Most unbiased scientists seem to agree the use of fossil fuels is having a profoundly damaging effect on the environment, not least because of greenhouse gases contributing to climate change. Imagine for a moment we find a cheaper, cleaner alternative - for example, we find a much more efficient way of turning solar power into electricity. What happens to this cheaper, cleaner energy? Much more of it gets used, to do whatever work we want it to do. Most work generates heat energy as a by-product. So instead of affecting the climate via the production of greenhouse gases, we would be affecting it directly by adding heat to the atmosphere. Just imagine the increased number of air-conditioners, and the increased hours of their use, with cheaper electricity. Lots more cooler homes = far more 'waste' heat being vented.

  • Mar 16 2011: Yes we should be focussing on energy efficiency, and plentiful cheap energy might be like cheap oil encouraging gas-guzzlers. With shortage, then efforts go into greater efficiency.
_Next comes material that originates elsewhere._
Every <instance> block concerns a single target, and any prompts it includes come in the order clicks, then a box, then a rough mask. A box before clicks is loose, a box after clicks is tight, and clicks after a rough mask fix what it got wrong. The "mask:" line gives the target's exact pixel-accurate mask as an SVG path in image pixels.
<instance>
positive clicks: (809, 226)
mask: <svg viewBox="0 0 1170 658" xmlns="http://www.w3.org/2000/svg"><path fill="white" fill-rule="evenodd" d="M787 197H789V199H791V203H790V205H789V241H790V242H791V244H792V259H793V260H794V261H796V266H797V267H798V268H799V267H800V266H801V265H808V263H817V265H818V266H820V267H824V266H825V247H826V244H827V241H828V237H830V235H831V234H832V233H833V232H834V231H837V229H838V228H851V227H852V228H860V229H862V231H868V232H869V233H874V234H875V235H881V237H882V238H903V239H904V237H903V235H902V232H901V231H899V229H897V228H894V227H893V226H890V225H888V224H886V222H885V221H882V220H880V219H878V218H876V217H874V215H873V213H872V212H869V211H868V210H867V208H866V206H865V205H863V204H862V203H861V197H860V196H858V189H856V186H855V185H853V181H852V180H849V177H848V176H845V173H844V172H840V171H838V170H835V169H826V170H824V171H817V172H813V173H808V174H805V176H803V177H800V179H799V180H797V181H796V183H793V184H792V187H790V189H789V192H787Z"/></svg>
Strongest focus on energy efficiency would happen if energy rationing were introduced - but that may be politically unpalatable even if phased over time and even though it needn't mean sacrificing lifestyle (e.g. low energy bulb can be substitute tungsten). Another approach might be introduction of minimum energy efficiency standards for various appliances - in similar way to how emission levels for cars were set. Requirements would then be imposed on the manufacturer rather than consumer.

    (It is not just generators that are inefficient - a great deal of electricity produced is lost in transmission over power lines - 10% or more can go in line loss).
  • Mar 4 2011: I was going to post something similar, but I stumbled upon your idea before I did. I've asked the same questions that you ask. I agree that waste heat is a potentially huge problem that I am frankly surprised is getting so little attention. In fact, it changes climate more obviously than greenhouse gases. Maybe not yet on a massive scale, but one cannot deny that heated microclimates are being created around populated areas like cities and industrial centres. You can't say that this has no effect on the big picture.

    Secondly, I think your efficiency idea is spot on. Most generators and transducers, of all types, are incredibly inefficient. There is so much energy being wasted through friction in mechanical devices like engines, infrared radiation (in light bulbs for example) and even the friction between a vehicle and air (where do you think all the energy in you momentum goes when you take your foot off the gas?) That's a lot of power being released willy-nilly into the environment. Who knows what will happen?

    Engineers, instead of focusing on hydrogen and electrical power, should work on making transducers more effective. People don't realize the extent of power hidden in the smallest amount of fossil fuels. It's just that it is mostly lost. I believe that we would actually have longer lasting energy by making use of fossil fuels' full potential, rather than using up the world's lithium supplies and greatest minds in developing electric cars while gasoline and nearly all of it's priceless energy is literally being left to burn away.